By 1988, doctors knew that patients with elevated low-density lipoprotein (LDL) cholesterol tended to be at risk for recurrent MI. In another study, the Cholesterol and Recurrent Events (CARE) trial, Braunwald and his colleagues studied whether heart attack patients with “average” cholesterol levels (at the time, 210 milligrams per deciliter of blood), also would benefit from taking cholesterol-lowering drugs.
For five “nail-biting” years, Braunwald’s team waited for the results, which ultimately showed that patients who took pravastatin to lower serum cholesterol indeed reduced their risk for having another heart attack, stroke, or dying of cardiovascular causes.
More recent TIMI trials have examined the effect of driving cholesterol levels even lower, and have found not only that “lower is better,” but that “much lower is much better.” TIMI investigators are currently studying the effects of reducing a patient’s LDL to a level in the 50s, levels undreamed of ten years ago.
“We’ve followed all of these patients extremely carefully and we don’t see any serious side effects with even extreme cholesterol lowering,” says Braunwald. “We have not yet reached the (LDL-concentration) floor.”
For more than a half century as an academic physician-scientist, Braunwald has been instrumental in numerous discoveries that have saved millions of lives, and, for the record, he has no plans to stop anytime soon.
Now married to his second wife Elaine, formerly a senior hospital administrator, and a grandfather of seven, he is editing Harrison’s for the eleventh time and is leading methods for moving the textbook into the digital age. He is also piloting new TIMI trials, including several that test the therapeutic potential of novel anti-platelet agents.
He and his team recently began active planning of the fiftieth TIMI trial, even as he ponders how genetics and information technology will rewrite the score of cardiology.
“The principal task of the cardiologist in 2007 is to diagnose, assess, and treat established cardiovascular disease,” he says. “As a consequence of the revolution in human genetics, the principal role of the cardiologist by 2027 will be to interpret the patient’s genetic information and from this develop a plan personalized for each patient for the prevention of cardiovascular disease.”

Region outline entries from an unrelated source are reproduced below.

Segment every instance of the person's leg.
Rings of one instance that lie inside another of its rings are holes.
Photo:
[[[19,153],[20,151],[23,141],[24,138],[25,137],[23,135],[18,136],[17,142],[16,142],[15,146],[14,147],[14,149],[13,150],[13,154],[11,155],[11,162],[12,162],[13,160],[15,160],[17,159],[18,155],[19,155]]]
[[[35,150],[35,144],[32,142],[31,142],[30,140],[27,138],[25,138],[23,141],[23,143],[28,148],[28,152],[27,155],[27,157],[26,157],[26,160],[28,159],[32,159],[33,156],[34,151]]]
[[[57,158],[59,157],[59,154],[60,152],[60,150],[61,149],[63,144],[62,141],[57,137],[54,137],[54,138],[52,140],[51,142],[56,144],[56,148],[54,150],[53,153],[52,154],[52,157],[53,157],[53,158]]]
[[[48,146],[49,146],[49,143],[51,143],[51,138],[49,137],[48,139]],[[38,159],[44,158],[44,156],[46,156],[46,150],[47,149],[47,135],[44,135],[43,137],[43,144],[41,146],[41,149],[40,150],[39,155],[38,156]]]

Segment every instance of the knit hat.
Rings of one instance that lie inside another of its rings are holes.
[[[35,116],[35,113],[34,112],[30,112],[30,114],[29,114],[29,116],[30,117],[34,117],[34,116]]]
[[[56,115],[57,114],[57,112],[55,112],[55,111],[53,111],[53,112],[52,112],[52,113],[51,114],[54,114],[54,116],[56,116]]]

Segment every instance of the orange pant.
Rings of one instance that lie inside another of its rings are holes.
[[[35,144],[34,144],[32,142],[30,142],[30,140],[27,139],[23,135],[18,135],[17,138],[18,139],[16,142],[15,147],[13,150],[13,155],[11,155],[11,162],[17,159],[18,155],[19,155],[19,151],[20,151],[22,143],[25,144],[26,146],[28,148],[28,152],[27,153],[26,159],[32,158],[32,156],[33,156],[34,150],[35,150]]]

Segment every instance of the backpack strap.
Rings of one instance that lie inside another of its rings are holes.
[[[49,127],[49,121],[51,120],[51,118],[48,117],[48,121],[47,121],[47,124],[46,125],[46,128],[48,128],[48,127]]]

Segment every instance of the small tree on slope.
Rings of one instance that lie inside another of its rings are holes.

Braunwald has left a huge imprint on basic science, translational research, clinical trials, and medical education. He has moved easily between the laboratory, the bedside and the classroom. But perhaps his true genius lies in his ability as the “grand maestro” of cardiology to comprehend the big picture, even as he stands in the middle of it—responding to tones, harmonies and nuances in the cavalcade of processes that are unique to the beating heart.